A Vermont resident, McKegney said health care is important to him because he is transgender. The battle on Capitol Hill over the enhanced subsidies, also known as advanced premium tax credits, makes him feel “degraded.”
“The tax credits have helped millions of people access health care, and it seems very cruel to then take that away,” he said.
The enhanced subsidies’ looming expiration led Nolan LeRoux and Emily Clute to contemplate drastic measures to retain at least some assistance. The couple, both 35, were set to get married on Saturday but have considered not filing their license after the ceremony. That’s because they are more likely to qualify for Obamacare’s original subsidies as individuals than as a married couple — the income threshold for a couple is less than double that of a single person.

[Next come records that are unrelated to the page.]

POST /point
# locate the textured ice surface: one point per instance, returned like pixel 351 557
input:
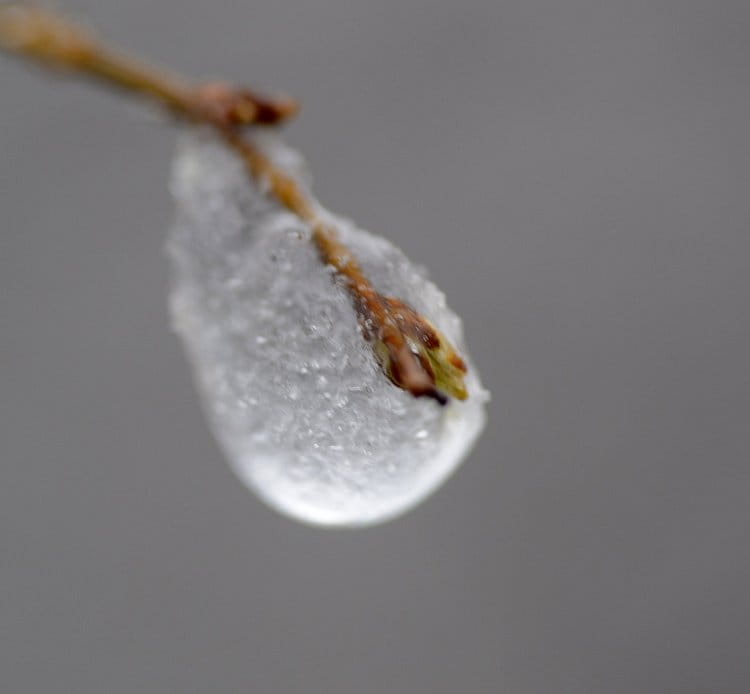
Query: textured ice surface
pixel 291 389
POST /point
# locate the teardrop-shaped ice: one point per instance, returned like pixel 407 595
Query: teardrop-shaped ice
pixel 292 391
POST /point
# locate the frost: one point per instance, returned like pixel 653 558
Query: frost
pixel 291 389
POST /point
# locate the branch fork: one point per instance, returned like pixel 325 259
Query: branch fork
pixel 412 353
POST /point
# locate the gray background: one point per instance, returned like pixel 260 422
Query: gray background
pixel 575 174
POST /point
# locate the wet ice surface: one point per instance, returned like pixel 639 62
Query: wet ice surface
pixel 292 391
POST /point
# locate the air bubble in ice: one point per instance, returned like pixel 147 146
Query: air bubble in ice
pixel 291 390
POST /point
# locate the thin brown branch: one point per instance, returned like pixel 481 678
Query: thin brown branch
pixel 412 353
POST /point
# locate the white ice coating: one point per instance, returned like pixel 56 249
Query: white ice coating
pixel 291 389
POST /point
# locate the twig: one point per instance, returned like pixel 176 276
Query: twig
pixel 411 351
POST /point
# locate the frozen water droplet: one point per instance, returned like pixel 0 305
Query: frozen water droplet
pixel 305 417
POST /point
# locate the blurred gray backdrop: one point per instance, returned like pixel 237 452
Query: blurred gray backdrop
pixel 576 175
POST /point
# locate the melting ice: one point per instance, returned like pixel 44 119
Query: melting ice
pixel 291 390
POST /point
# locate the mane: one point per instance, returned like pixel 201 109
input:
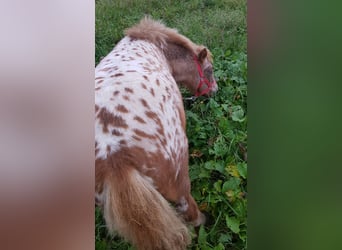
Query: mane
pixel 160 35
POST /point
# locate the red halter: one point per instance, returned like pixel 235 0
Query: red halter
pixel 203 80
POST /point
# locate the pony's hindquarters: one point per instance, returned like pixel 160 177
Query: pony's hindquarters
pixel 139 213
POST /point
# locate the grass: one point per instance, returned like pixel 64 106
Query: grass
pixel 216 127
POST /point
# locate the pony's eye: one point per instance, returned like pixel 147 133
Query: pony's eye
pixel 209 71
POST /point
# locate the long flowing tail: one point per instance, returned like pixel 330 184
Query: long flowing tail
pixel 139 213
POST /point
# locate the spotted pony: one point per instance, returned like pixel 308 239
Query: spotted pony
pixel 141 148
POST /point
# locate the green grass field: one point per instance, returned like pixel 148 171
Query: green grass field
pixel 216 127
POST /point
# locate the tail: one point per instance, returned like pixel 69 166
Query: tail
pixel 139 213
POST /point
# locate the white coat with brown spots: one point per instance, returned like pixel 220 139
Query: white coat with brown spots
pixel 140 141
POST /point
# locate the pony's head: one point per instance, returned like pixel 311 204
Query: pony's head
pixel 205 83
pixel 191 64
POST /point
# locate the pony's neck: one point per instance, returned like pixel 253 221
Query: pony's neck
pixel 182 65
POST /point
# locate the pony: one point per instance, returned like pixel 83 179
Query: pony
pixel 141 149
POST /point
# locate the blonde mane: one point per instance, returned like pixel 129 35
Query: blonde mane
pixel 160 35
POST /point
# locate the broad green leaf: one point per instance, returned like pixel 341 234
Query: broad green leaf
pixel 232 184
pixel 218 185
pixel 220 246
pixel 233 224
pixel 225 238
pixel 237 113
pixel 242 168
pixel 202 236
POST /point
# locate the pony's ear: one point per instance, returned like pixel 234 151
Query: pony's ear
pixel 202 55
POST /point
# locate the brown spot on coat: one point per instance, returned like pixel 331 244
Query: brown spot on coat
pixel 141 133
pixel 116 132
pixel 121 108
pixel 107 118
pixel 139 119
pixel 129 90
pixel 144 103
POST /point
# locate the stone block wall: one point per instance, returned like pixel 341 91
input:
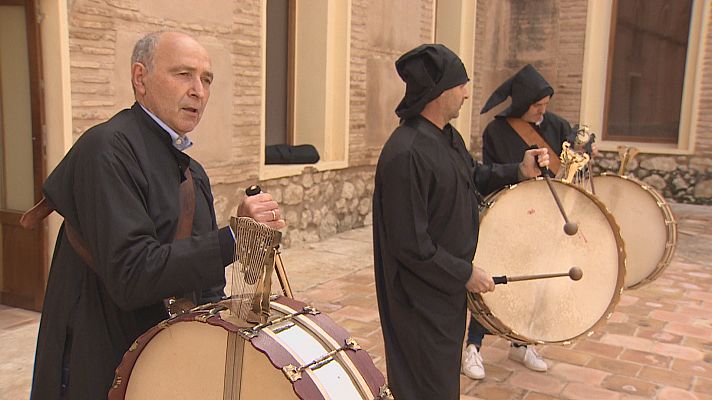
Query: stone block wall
pixel 681 179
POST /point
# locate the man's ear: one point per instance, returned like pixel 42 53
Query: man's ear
pixel 138 74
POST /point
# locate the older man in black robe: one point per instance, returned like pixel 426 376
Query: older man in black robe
pixel 117 256
pixel 425 226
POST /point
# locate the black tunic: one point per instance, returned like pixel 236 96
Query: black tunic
pixel 502 144
pixel 118 187
pixel 425 226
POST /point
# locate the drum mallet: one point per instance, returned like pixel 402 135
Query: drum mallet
pixel 575 273
pixel 569 227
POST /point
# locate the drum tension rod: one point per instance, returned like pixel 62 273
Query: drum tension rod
pixel 295 373
pixel 570 228
pixel 249 333
pixel 575 273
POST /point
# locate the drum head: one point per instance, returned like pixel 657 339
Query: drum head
pixel 647 225
pixel 521 233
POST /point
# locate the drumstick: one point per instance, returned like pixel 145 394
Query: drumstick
pixel 570 228
pixel 575 273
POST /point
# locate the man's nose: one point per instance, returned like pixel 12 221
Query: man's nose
pixel 198 89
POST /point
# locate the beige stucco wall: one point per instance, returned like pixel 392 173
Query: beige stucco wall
pixel 228 144
pixel 548 33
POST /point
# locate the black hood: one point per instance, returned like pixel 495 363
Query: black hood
pixel 428 71
pixel 525 88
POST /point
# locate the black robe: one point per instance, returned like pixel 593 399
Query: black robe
pixel 502 144
pixel 118 187
pixel 425 227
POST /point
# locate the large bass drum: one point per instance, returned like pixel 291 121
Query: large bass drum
pixel 205 354
pixel 647 225
pixel 521 233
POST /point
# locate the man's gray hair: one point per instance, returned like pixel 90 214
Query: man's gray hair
pixel 145 48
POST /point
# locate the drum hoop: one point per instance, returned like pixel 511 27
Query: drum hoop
pixel 670 226
pixel 355 360
pixel 333 336
pixel 483 310
pixel 123 371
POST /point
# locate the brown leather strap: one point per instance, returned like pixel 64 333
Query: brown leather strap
pixel 531 137
pixel 187 207
pixel 36 214
pixel 184 229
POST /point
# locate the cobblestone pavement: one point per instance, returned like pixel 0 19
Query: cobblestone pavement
pixel 656 345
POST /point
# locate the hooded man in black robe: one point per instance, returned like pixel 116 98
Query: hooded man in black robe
pixel 530 94
pixel 425 226
pixel 118 190
pixel 504 140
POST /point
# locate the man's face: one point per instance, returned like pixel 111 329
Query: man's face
pixel 176 87
pixel 453 99
pixel 536 111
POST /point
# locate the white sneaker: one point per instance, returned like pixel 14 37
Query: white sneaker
pixel 529 357
pixel 472 363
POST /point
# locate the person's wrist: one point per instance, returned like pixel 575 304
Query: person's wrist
pixel 520 172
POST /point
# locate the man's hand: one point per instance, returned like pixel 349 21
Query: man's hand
pixel 262 208
pixel 480 281
pixel 582 148
pixel 529 168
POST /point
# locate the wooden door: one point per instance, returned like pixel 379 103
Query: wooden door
pixel 23 253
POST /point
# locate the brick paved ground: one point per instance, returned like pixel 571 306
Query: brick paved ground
pixel 657 344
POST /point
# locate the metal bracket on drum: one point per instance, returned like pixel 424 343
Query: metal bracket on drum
pixel 384 393
pixel 295 373
pixel 249 333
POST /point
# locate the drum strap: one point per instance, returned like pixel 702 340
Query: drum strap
pixel 531 136
pixel 184 228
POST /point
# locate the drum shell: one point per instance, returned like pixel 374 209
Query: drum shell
pixel 194 356
pixel 647 225
pixel 521 233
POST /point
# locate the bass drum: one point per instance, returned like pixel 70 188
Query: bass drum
pixel 207 354
pixel 647 224
pixel 521 233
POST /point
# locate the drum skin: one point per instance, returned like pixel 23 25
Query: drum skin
pixel 521 233
pixel 647 225
pixel 201 355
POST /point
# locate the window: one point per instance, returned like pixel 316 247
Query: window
pixel 641 72
pixel 646 70
pixel 306 88
pixel 278 83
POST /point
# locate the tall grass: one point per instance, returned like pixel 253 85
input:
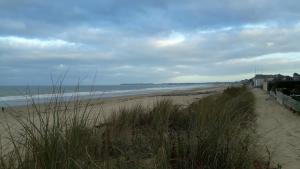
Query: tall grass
pixel 213 133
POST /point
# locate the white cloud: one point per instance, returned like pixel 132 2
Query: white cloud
pixel 173 39
pixel 34 43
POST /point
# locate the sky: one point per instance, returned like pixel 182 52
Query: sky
pixel 153 41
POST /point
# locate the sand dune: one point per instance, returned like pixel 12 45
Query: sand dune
pixel 279 130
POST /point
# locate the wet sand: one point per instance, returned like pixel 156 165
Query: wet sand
pixel 105 107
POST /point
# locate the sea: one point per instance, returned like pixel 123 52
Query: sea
pixel 23 95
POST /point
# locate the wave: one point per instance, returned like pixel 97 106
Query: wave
pixel 42 98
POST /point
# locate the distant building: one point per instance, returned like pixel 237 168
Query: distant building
pixel 296 76
pixel 259 79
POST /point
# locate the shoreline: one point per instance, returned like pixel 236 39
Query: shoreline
pixel 105 107
pixel 161 94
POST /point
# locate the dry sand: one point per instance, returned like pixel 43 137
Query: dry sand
pixel 279 131
pixel 108 105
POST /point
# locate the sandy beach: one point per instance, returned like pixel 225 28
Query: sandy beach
pixel 106 106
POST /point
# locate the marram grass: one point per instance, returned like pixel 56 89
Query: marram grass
pixel 215 132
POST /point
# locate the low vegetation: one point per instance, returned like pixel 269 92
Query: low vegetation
pixel 213 133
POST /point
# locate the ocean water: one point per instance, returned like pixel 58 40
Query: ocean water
pixel 22 95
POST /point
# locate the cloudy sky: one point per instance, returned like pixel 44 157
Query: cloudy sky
pixel 131 41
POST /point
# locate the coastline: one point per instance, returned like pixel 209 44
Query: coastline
pixel 105 107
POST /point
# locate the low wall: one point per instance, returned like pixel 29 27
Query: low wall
pixel 286 101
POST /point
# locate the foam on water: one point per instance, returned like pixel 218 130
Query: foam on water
pixel 17 100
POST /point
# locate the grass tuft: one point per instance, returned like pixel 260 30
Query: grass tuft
pixel 213 133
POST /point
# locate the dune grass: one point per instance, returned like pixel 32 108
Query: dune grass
pixel 213 133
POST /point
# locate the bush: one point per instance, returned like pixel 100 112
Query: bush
pixel 212 133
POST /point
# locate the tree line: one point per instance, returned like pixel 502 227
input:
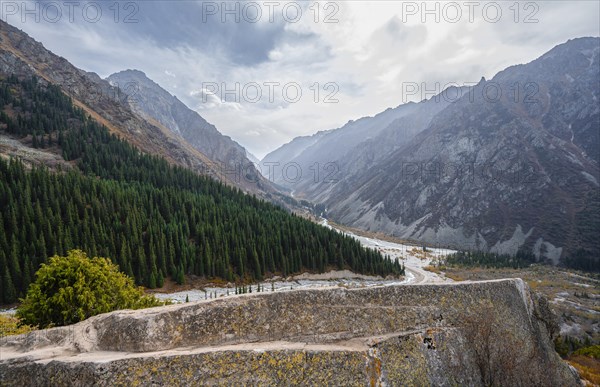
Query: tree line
pixel 153 219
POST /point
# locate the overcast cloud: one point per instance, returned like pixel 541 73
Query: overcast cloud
pixel 360 58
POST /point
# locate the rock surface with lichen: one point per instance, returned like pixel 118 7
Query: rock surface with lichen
pixel 493 332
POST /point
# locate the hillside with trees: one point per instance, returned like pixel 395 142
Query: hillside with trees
pixel 153 219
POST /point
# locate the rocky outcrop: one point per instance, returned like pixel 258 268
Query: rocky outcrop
pixel 493 332
pixel 512 163
pixel 151 101
pixel 24 57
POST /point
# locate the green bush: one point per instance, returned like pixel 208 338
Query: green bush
pixel 72 288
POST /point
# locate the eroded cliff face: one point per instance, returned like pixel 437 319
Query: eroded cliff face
pixel 460 334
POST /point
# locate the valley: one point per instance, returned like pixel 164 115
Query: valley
pixel 381 237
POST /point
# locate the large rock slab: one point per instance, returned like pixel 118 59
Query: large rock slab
pixel 480 333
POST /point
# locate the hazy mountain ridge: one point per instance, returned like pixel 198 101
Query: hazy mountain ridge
pixel 527 165
pixel 150 100
pixel 23 56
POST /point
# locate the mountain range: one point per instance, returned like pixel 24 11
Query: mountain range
pixel 510 163
pixel 152 119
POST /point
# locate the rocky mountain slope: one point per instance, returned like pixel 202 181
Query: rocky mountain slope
pixel 23 56
pixel 474 334
pixel 498 172
pixel 153 102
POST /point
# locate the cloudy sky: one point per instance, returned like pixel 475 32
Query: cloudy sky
pixel 266 72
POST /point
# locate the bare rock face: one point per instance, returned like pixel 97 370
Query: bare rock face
pixel 511 163
pixel 23 56
pixel 475 334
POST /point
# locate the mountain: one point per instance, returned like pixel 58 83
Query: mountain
pixel 152 102
pixel 345 153
pixel 23 56
pixel 519 171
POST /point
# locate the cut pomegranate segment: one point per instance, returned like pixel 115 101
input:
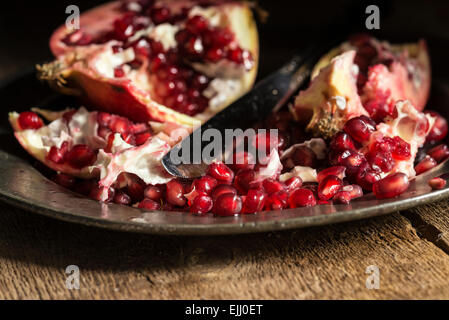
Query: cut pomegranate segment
pixel 178 61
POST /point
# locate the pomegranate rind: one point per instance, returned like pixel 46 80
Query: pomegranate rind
pixel 69 75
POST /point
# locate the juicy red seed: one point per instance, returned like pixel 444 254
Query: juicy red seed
pixel 175 193
pixel 439 129
pixel 30 120
pixel 227 205
pixel 391 186
pixel 338 171
pixel 80 156
pixel 205 184
pixel 221 172
pixel 201 204
pixel 360 128
pixel 342 197
pixel 329 187
pixel 293 183
pixel 64 180
pixel 153 192
pixel 254 201
pixel 439 153
pixel 149 204
pixel 437 183
pixel 222 189
pixel 277 201
pixel 272 186
pixel 122 198
pixel 141 138
pixel 342 141
pixel 301 198
pixel 425 165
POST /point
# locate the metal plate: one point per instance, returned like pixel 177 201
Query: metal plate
pixel 22 185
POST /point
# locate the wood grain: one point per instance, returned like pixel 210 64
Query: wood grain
pixel 316 263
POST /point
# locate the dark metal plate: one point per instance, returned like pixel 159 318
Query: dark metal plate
pixel 22 185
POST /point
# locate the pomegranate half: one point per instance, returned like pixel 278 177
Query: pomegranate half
pixel 178 61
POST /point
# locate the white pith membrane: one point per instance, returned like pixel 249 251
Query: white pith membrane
pixel 230 80
pixel 143 161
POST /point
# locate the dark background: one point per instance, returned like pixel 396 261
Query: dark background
pixel 25 27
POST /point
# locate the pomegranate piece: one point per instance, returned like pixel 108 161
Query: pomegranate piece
pixel 254 201
pixel 391 186
pixel 437 183
pixel 202 204
pixel 439 153
pixel 175 193
pixel 221 172
pixel 425 165
pixel 30 120
pixel 227 204
pixel 329 186
pixel 439 130
pixel 301 198
pixel 360 128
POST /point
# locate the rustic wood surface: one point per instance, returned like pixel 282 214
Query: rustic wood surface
pixel 409 248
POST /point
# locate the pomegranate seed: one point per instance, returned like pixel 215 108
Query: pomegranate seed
pixel 439 129
pixel 149 204
pixel 329 187
pixel 293 183
pixel 272 186
pixel 254 201
pixel 122 198
pixel 64 180
pixel 277 201
pixel 425 165
pixel 439 153
pixel 153 192
pixel 437 183
pixel 221 172
pixel 202 204
pixel 302 198
pixel 227 204
pixel 175 193
pixel 80 156
pixel 338 171
pixel 29 120
pixel 341 141
pixel 360 128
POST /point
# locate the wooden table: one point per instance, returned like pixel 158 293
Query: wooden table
pixel 410 249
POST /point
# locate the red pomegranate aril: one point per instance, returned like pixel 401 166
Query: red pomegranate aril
pixel 301 198
pixel 329 186
pixel 272 186
pixel 80 156
pixel 254 201
pixel 149 204
pixel 439 153
pixel 425 165
pixel 391 186
pixel 122 198
pixel 437 183
pixel 221 172
pixel 439 129
pixel 360 128
pixel 341 141
pixel 153 192
pixel 227 204
pixel 175 193
pixel 338 171
pixel 64 180
pixel 29 120
pixel 202 204
pixel 293 183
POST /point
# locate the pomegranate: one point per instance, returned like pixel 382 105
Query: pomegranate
pixel 178 61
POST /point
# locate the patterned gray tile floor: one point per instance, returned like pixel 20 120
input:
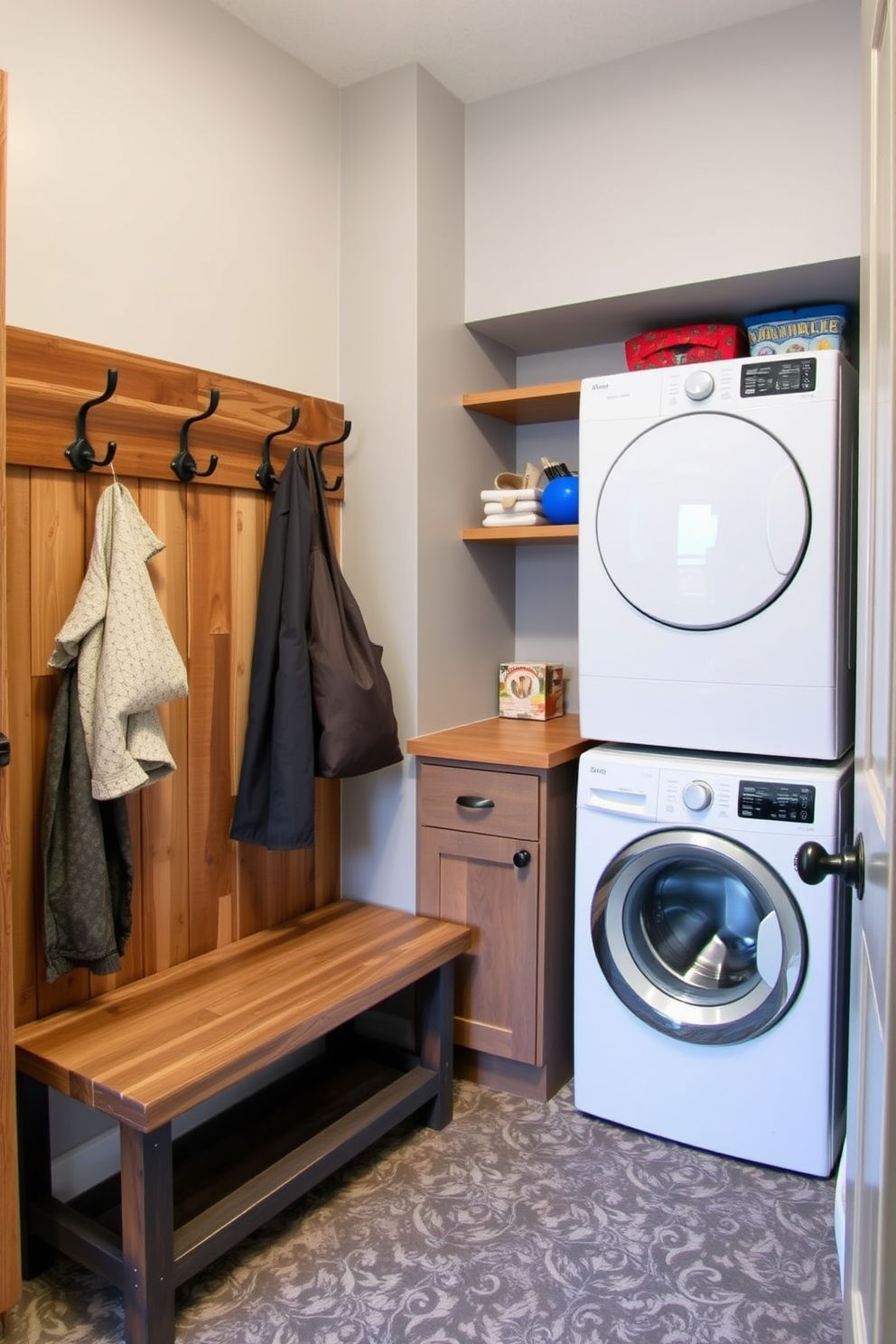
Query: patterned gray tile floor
pixel 520 1223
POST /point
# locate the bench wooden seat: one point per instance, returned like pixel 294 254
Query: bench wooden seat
pixel 149 1051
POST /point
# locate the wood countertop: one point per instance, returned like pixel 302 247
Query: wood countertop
pixel 507 742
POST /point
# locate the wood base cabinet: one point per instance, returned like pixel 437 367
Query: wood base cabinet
pixel 496 851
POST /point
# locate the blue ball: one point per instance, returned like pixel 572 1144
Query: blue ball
pixel 560 499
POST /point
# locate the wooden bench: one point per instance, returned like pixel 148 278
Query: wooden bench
pixel 152 1050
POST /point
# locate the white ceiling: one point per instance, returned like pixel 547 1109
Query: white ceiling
pixel 482 47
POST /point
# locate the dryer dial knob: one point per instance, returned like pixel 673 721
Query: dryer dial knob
pixel 696 796
pixel 699 386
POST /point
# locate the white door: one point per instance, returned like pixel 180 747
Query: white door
pixel 869 1307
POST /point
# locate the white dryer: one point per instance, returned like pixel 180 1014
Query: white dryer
pixel 716 543
pixel 710 1000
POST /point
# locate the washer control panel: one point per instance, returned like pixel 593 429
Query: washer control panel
pixel 778 801
pixel 695 792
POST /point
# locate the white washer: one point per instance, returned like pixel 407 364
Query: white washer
pixel 716 556
pixel 710 981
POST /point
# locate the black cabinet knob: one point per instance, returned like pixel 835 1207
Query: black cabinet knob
pixel 813 863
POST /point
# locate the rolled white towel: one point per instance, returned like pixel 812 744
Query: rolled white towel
pixel 513 519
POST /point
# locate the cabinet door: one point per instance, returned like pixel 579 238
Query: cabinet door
pixel 496 983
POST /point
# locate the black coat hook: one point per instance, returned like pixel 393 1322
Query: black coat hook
pixel 319 453
pixel 80 453
pixel 266 476
pixel 184 465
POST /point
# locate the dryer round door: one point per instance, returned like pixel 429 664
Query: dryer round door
pixel 703 520
pixel 699 937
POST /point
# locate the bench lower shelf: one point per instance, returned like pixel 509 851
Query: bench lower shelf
pixel 181 1203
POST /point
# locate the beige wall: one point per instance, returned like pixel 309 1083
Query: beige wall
pixel 173 189
pixel 725 154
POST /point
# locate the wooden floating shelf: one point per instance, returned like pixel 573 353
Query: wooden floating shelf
pixel 528 405
pixel 532 535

Otherwise, the Bethlehem, New York, residents are looking at paying more than $1,360 per month next year for coverage, nearly double the total of what they’d pay as individuals for the same plan with some assistance. If the enhanced subsidies are extended, they would be eligible for more aid, even as a married couple.
Since they aren’t comfortable going without insurance, the couple may end up working more to help cover the cost. He is a barber, and she is a tattoo artist. But they aren’t happy about having to spend more time apart as newlyweds to pay for higher premiums. What’s more, the higher tab would also weigh on their honeymoon plans, dampening any thought of going to California.
Ultimately, though, the stress of not having health insurance would be greater than the concern of how to pay for it since anything could happen, like being hit by a drunk driver, LeRoux said.
“There are not many things health care-wise that are particularly affordable,” he said. “It’d be a lot of stress because I don’t know exactly how we would pay for a medical bill that was in the five figures.”